# 👩🏻‍🔬 Offline inference pipeline: Computing item embeddings

In this notebook you will compute the candidate embeddings and populate a Hopsworks feature group with a vector index.

In [1]:
%load_ext autoreload
%autoreload 2

import os
import joblib
import warnings
import polars as pl

warnings.filterwarnings("ignore")

from loguru import logger
from recsys.config import settings
from recsys.gcp.bigquery import client as bq_client
from recsys.core.embeddings.computation import compute_embeddings
from recsys.gcp.feature_store.datasets import create_training_dataset
from recsys.core.embeddings.preprocessing import preprocess_candidates
from recsys.data.preprocessing.splitting import train_validation_test_split

In [2]:
path = os.getcwd()[:-9]
fullpath = os.path.join(path, 'data/preprocessed')

In [3]:
trans_df = pl.read_csv(f'{fullpath}/transactions.csv')
articles_df = pl.read_parquet(f'{fullpath}/articles.parquet')
customers_df = pl.read_csv(f'{fullpath}/customers.csv')

# Computing candidate embeddings

You start by computing candidate embeddings for all items in the training data.

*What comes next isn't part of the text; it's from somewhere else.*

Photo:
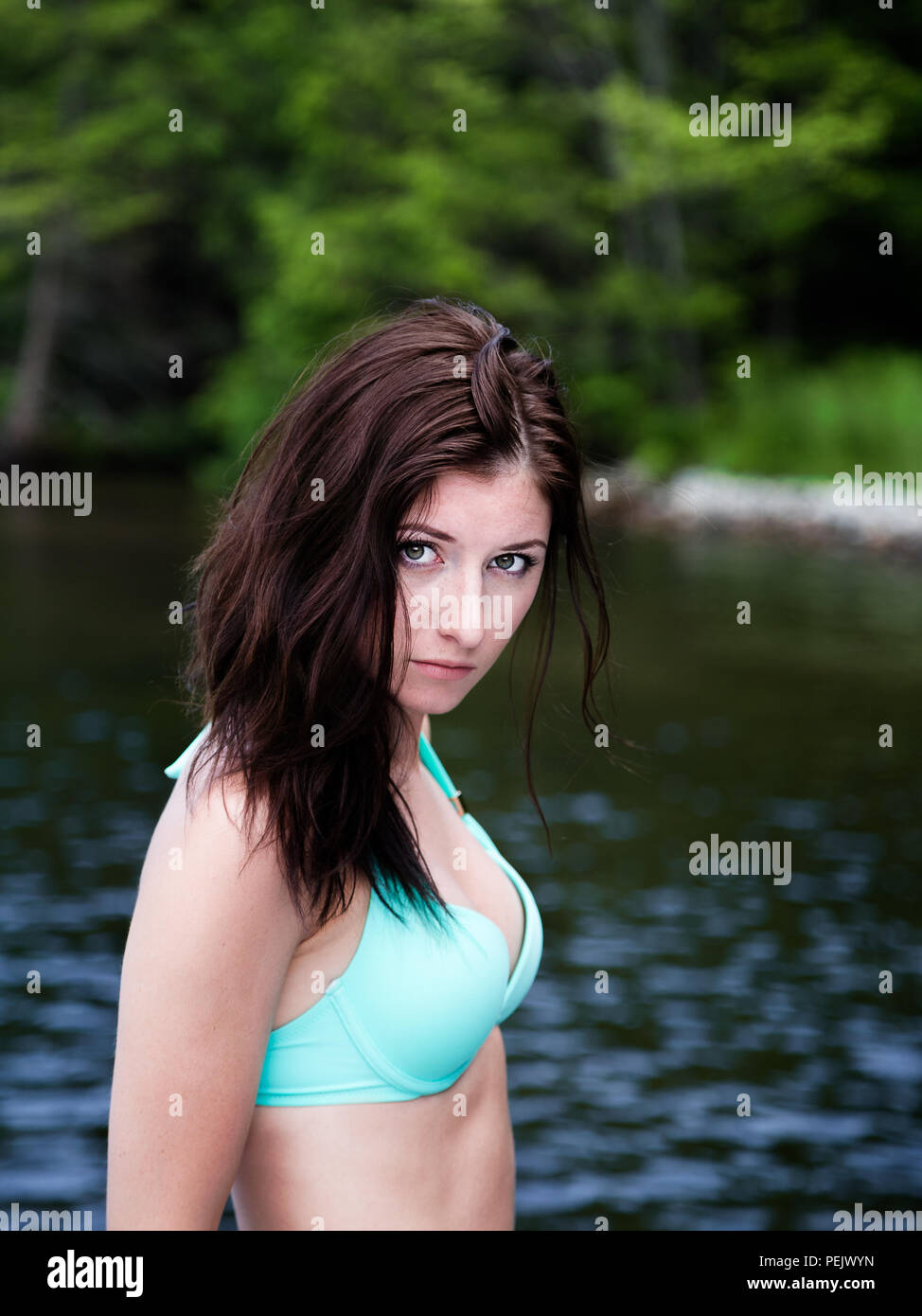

First, you load your candidate model. Recall that you uploaded it to the Vertex AI Model Registry in previous steps:

In [4]:
model_path = os.path.join(path, 'notebooks/ranking_model/ranking')

In [5]:
candidate_model = joblib.load(model_path)

In [6]:
candidate_model

### Get candidates data

Now, we get the training retrieval data containing all the features required for the candidate embedding model.

In [7]:
training_data = create_training_dataset(trans_df, articles_df, customers_df)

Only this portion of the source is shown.